It is the wheat harvest season and questions have been arising as to the quantity and quality of the crop this year.
Egypt produces 30 per cent of its wheat consumption and imports the rest from different countries. Global and domestic challenges including the coronavirus pandemic and the “Eye of the Dragon” storm earlier this year have resulted in worries about the wheat harvest, but reports indicate that this will not be negatively affected.
Egyptian farmers are obliged to deliver their wheat to the ministry of supply and internal trade, and it is illegal for them to sell their harvest to the private sector. The Ministry of Supply issues international tenders to buy wheat for bakeries producing subsidised baladi bread, while the private sector imports wheat for other purposes.

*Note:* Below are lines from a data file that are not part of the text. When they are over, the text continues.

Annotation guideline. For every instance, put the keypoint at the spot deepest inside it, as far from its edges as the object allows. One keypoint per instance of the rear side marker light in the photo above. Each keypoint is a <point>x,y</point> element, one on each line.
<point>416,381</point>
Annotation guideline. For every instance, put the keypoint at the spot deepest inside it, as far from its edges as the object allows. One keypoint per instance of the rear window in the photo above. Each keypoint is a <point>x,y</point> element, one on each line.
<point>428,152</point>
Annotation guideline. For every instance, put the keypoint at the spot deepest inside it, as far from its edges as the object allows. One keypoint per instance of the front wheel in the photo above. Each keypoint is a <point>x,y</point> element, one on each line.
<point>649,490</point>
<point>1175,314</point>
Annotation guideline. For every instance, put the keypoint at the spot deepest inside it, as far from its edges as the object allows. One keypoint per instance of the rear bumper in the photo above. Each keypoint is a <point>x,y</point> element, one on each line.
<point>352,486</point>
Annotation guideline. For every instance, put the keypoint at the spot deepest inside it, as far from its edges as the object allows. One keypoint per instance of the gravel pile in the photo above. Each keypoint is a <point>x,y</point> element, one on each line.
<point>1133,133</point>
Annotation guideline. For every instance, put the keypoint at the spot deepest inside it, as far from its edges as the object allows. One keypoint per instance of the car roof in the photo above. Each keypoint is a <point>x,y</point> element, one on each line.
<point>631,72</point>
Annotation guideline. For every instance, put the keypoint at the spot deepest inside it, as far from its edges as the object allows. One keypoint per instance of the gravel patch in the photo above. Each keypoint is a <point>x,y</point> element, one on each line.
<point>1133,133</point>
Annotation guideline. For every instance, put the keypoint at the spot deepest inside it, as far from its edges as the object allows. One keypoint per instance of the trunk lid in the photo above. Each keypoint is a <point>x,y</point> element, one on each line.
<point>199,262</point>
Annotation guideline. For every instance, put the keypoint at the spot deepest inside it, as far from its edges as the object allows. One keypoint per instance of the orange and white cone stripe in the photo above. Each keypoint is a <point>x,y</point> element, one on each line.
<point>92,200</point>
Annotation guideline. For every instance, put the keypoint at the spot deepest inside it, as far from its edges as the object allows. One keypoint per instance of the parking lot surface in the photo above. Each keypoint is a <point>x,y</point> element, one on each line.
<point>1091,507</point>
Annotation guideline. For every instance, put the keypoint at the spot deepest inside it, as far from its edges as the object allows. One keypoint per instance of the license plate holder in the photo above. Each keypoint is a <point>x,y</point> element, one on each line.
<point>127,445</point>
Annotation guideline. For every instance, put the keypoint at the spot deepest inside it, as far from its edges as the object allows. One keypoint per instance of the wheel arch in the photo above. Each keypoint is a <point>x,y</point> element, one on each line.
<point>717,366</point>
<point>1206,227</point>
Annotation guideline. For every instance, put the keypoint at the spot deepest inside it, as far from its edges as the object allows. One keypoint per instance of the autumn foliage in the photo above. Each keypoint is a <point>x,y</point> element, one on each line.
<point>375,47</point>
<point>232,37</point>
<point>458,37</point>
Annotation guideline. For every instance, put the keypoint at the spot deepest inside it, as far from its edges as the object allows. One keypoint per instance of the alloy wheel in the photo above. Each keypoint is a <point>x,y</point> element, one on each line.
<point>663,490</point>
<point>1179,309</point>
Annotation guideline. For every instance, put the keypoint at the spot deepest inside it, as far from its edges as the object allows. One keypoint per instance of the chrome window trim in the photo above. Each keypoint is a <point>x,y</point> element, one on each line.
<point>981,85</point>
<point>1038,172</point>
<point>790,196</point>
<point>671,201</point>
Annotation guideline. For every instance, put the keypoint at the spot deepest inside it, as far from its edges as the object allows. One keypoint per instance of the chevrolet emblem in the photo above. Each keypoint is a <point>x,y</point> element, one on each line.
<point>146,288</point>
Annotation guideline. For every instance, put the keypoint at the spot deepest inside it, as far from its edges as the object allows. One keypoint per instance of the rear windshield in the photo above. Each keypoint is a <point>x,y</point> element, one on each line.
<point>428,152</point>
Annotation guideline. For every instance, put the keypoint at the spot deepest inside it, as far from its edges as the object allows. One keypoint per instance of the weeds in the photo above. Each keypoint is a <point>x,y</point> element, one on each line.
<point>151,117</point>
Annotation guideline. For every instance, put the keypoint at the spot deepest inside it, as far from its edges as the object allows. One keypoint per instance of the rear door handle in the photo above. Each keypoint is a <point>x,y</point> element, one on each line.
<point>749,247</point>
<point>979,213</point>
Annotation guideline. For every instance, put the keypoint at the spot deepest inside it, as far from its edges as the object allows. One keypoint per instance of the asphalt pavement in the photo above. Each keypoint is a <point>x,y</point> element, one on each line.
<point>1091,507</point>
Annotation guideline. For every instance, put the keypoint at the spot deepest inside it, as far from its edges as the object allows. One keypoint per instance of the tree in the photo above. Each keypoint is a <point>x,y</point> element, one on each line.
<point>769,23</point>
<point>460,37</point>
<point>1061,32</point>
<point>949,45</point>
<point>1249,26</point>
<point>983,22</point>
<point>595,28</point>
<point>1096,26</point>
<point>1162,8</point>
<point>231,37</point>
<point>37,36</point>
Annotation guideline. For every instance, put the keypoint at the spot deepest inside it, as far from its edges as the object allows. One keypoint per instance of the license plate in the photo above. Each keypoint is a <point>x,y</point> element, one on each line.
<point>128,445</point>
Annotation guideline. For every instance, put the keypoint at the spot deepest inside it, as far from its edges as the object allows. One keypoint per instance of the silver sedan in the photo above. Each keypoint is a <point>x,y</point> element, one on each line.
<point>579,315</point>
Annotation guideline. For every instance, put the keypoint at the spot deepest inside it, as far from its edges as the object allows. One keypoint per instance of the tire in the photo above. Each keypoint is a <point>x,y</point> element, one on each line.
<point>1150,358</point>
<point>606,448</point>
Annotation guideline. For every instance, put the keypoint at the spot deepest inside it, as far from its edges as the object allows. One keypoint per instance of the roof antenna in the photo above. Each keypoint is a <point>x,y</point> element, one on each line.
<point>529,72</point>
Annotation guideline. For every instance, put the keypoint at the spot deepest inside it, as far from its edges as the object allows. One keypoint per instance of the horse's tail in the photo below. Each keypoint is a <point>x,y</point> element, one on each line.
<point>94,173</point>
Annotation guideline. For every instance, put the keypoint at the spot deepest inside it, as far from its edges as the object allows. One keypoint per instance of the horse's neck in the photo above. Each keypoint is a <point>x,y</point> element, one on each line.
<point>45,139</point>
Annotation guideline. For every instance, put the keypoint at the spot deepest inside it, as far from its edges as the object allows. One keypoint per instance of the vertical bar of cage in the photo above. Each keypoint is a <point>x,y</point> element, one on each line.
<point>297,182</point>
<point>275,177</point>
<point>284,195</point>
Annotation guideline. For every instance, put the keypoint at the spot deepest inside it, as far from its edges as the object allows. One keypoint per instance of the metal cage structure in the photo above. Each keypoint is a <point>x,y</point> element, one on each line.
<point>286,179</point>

The Ministry of Supply said recently that it had received 600,000 tons of wheat from a harvest that runs from 15 April until the end of May.
Despite the curfew imposed from 9pm to 6am each day necessitated by the need to halt the spread of the coronavirus, wheat shipments have been unaffected. They are transported daily to silos in two shifts from 8am to 4pm and from 8pm to 11pm.
Salah Abdel-Meguid, head of the National Committee for Wheat Improvement, said the total area planted with wheat is 3.2 million feddans, and this should produce the same amount of wheat as is available every year.
He did not believe that the “Eye of the Dragon” storm that hit Egypt for three consecutive days in March would compromise the quality of this year’s wheat harvest, primarily because the majority of wheat fields are located in Upper Egypt, whereas the storm was centred in the Delta, Greater Cairo, and the Canal cities.
The storm had hit Egypt after the growth of the wheat crop, so it was not damaged, Abdel-Meguid added, explaining that only a small percentage of the wheat had suffered because it was planted later in the season.
He stated that 1.2 million feddans, or about 30 per cent, of home-grown wheat is planted on agricultural terraces, a system which protects the harvest against storms and reduces the consumption of water and fertilisers by 25 per cent.
He warned that a group of farmers had harvested their wheat two weeks in advance, which increases the humidity of the wheat. He said the harvest should commence on 15 April on newly reclaimed land and on 1 May on older land as temperatures begin to rise.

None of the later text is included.